Characterisation of mycobacteria isolated from slaughter cattle in pastoral regions of Uganda

Background

Bovine tuberculosis is a zoonotic problem in pastoral cattle and communities in Uganda. Tuberculin tests in pastoral cattle had shown a high herd but low animal prevalence, with a high proportion of avian reactors. No work had been done to identify the mycobacterial species involved. The objective of the study was to isolate and characterise Mycobacterial species causing tuberculous lesions in slaughtered animals. Lesioned organs compatible with bovine tuberculosis in slaughtered cattle from pastoral areas in Uganda were collected and cultured to isolate mycobacteria. AccuProbe culture identification kits for the Mycobacterium tuberculosis complex, M. avium complex and M. avium were used to identify the isolates. Spoligotyping and Insertion Sequence (IS) 1311 and IS1245 Restriction Fragment Length Polymorphism analysis (RFLP) were used to further characterise the isolates.

Results

Of the 61 lesioned organs and tissues cultured, 19 isolates were identified as M. bovis, 3 as M. avium subsp.hominissuis, 1 as M. intracellulare, 1 as a mixed culture of M. bovis and M. avium sp. and 1 as M. avium sp. and unidentified mycobacteria. Eleven other mycobacteria outside the tuberculosis and avium complex groups were also isolated. Ten new spoligopatterns grouped into three clusters were identified from M. bovis isolates. Two of the three M. avium subsp.hominissuis isolates showed similar patterns on the IS1311 RFLP but all were different on the IS1245 RFLP.

Conclusion

The isolation of M. bovis confirms the ongoing infection with spoligotypes unique to Uganda. Isolation of environmental mycobacteria could explain the high avian or non specific tuberculin reactor patterns commonly observed in pastoral cattle and suggests their pathogenic or opportunistic role in the infection of cattle with disseminated bovine tuberculous lesions.

Mycobacterium bovis infections are of major importance in many developed and developing countries, including Uganda [1]. In countries with national bovine tuberculosis eradication programmes, clinical evidence of tuberculosis in cattle is seldom encountered because the intradermal tuberculin test enables presumptive diagnosis and elimination of infected animals before signs appear [2]. Studies have shown that in the final phases of eradication, strains of Mycobacterium sp. outside the tuberculosis (MOT) complex may increase the relative frequency and cause false positive skin test reactions [3]. In countries without any control programme, including Uganda, clinical symptoms and post mortem lesions associated with bovine tuberculosis (BTB) may still be seen [4].

Post mortem examination followed by bacteriological examination of suspected lesions in cattle are important tools to confirm the presence[5], while molecular studies help to characterise mycobacterial species involved [6, 7]. Histo-pathological examination may increase the specificity of the diagnosis and in circumstances where the prevalence of bovine tuberculosis is high, pathology can be relied on for diagnosis [5]. However, lesions due to an infection with other mycobacteria can be mistaken for bovine tuberculosis.

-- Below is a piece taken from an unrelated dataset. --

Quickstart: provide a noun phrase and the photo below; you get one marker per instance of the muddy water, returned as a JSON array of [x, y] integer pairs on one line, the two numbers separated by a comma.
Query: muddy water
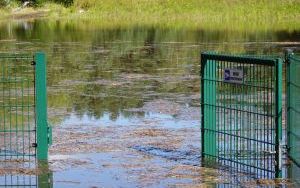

When the prevalence is low, as in the latter stages of an eradication campaign or under extensive management systems, the need for definitive diagnosis becomes more important and routine culturing of all suspected lesions is recommended.

The combination of conventional methods and molecular typing of isolates have yielded important insights into the epidemiology of tuberculosis in domestic [8–10] and wildlife populations [11–13]. It has permitted a more precise targeting and monitoring efficacy of conventional control measures [10, 14, 15]. It has also provided more precise information on the rate of transmission [12, 16], stability of the genetic profiles and has been used in epidemiological tracing [9]. A possible relationship exists between the genotype and phenotype of M. bovis and the disease pattern [17]. Different genotypes may differ in pathogenicity and thereby affect the development of lesions and how the animals react to the tuberculin test. This suggests a linkage between immunogenicity with respect to the skin test and possibly transmissibility[17], which traditional approaches to tuberculosis diagnosis could not adequately explain.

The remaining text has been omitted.